Подле классной доски стоял кряжистый майор с суровым, бугристым лицом и ронял тяжелые фразы:
— …Всех вас еще в летных школах учили… — Он постучал мелком по сложному чертежу: в разных положениях по черному полю доски, как по ночному небу, белели разбросанные крестики-самолеты, какие-то дуги, пунктирные линии и прямые стрелы. За столами сидели притихшие летчики и старательно срисовывали в свои тетрадки запутанный чертеж, а майор выстукивал: — …учили воспитывать в себе — что? — чувство, а вернее сказать, умение рационально распределять внимание в полете. А у тебя, Домогалов, что вчера получилось?.. Отстал! — Из-за крайнего стола подскочил щуплый младший лейтенант с виноватым взглядом.
— Мало того, что отстал. Вдобавок потерял Елисеева, своего ведущего… — Мелок, яростно стукнувшийся о доску, брызнул белой крошкой. — Едва не заблудился… — Еще более сильный пристук мелком по крестику-самолету на самом отшибе доски. — Все это могло для тебя закончиться плачевно. Счастье твое, что всех «мессеров» твои боевые товарищи отогнали и рассеяли… Садись.

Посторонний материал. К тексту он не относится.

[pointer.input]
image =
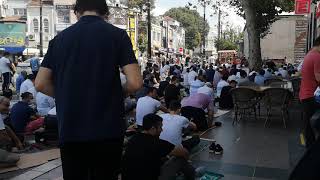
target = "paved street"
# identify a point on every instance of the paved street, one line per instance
(250, 150)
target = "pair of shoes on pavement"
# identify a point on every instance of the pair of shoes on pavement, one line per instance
(8, 159)
(216, 149)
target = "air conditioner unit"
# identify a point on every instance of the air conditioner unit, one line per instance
(31, 37)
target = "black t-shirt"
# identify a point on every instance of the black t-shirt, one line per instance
(142, 158)
(308, 166)
(162, 86)
(85, 60)
(172, 92)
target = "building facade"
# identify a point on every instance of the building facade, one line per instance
(33, 25)
(287, 40)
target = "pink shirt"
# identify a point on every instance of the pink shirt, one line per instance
(311, 65)
(197, 100)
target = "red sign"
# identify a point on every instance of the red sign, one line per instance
(302, 6)
(318, 11)
(181, 50)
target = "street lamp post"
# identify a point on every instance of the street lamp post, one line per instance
(149, 29)
(204, 27)
(41, 31)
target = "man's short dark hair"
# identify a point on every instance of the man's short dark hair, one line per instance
(31, 77)
(8, 93)
(99, 6)
(317, 42)
(262, 72)
(25, 95)
(194, 68)
(175, 105)
(151, 89)
(243, 73)
(225, 77)
(174, 78)
(151, 120)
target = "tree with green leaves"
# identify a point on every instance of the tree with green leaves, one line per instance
(139, 4)
(229, 40)
(259, 16)
(192, 22)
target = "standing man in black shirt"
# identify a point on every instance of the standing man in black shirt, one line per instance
(145, 154)
(172, 91)
(90, 111)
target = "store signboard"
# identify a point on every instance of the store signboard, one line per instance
(118, 16)
(12, 35)
(302, 6)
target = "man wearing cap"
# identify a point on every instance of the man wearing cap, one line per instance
(90, 112)
(206, 89)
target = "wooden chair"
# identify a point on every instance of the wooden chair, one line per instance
(277, 99)
(273, 80)
(244, 99)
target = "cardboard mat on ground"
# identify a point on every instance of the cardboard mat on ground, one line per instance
(33, 159)
(220, 113)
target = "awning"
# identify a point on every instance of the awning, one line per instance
(33, 51)
(13, 50)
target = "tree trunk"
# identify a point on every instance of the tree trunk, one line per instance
(255, 61)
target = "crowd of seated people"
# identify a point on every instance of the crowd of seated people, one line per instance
(32, 116)
(184, 97)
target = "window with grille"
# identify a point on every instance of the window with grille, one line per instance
(35, 25)
(46, 25)
(20, 12)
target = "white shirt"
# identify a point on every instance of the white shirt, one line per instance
(146, 105)
(164, 69)
(195, 85)
(191, 76)
(123, 79)
(4, 68)
(44, 103)
(26, 86)
(172, 126)
(2, 125)
(186, 79)
(221, 84)
(284, 73)
(216, 78)
(206, 90)
(53, 112)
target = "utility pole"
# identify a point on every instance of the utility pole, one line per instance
(219, 28)
(167, 38)
(41, 31)
(149, 29)
(204, 27)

Щуплый летчик не сел, а, скорее, упал на свое место.
— Но и тем, кто без приказа опережает своего ведущего, я бы напомнил хор-рошую русскую пословицу: не спеши, коза, в лес — все волки твои будут.
Тихо засмеялись. А майор, словно почувствовал на себе посторонний взгляд, повернул голову и успел разглядеть через приоткрытую дверь незнакомого молодого летчика в новом реглане. Тимур отступил на шаг и отошел, упрекая себя за оплошность: «Подумает еще, что специально подслушивал».

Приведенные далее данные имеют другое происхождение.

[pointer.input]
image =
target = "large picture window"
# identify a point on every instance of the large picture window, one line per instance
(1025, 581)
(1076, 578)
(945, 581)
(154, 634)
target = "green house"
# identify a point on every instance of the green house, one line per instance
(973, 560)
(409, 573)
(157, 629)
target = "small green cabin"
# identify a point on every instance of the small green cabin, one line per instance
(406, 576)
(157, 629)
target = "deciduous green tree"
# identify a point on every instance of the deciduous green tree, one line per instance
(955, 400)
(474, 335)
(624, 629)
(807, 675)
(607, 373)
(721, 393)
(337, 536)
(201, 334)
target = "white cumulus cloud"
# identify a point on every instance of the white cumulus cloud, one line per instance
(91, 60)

Когда из класса, подталкивая друг друга, высыпали летчики и, чиркая на ходу — кто спичками, кто зажигалками, повалили в курилку, Тимур переступил порог:
— Товарищ майор, разрешите обратиться?
— Обращайтесь, — кивнул тот, разминая папиросу и вглядываясь в красивое лицо лейтенанта, который уже докладывал, что он, такой-то лейтенант, прибыл в 161-й истребительный авиаполк для прохождения дальнейшей службы младшим летчиком.
Майор наморщил лоб, а левый глаз полуприщурил.
— Фрунзе, говоришь? — И протянул руку: — Предписание.
Лицо майора еще больше посуровело. Долго он читал всего одну строчку. Собственно, он, бывалый воздушный рубака, Пимен Корнеевич Московец, не читал, а просто смотрел на нее, на четко отбитую на машинке строку. И так все ясно, но все же спросил:
— Ты что Михаилу Васильевичу Фрунзе однофамилец или… как?
— Он… он мой отец.
— Так, ясно… — И невеселая думал: «Ну что мне с тобой, красен молодец, делать? Быть бы тебе впору при каком-нибудь видном штабном генерале адъютантом — и статью вышел и обличьем… А ты — смотри-ка! — в изрядно потрепанный в воздушных передрягах полк заявился. И кем? Истребителем!»
И еще Пимен Корнеевич думал о том, что душа его, изрубцованная за полгода войны от почти каждодневных утрат и потерь, на пределе. Из жизни уходили отважные хлопцы, отчаянные сыны его — одни не возвращались с задания на свой аэродром, пропадали без вести, Другие прилетали, как говорится, на честном слове, подчинив последнему сгустку своей воли изрешеченные и изодранные в клочья машины, и умирали от ран, третьи гибли в воздухе и, горя, врезались в землю… И все они были его, Батиными, любимыми детьми, и от каждой такой потери в душе его появлялся новый глубокий рубец.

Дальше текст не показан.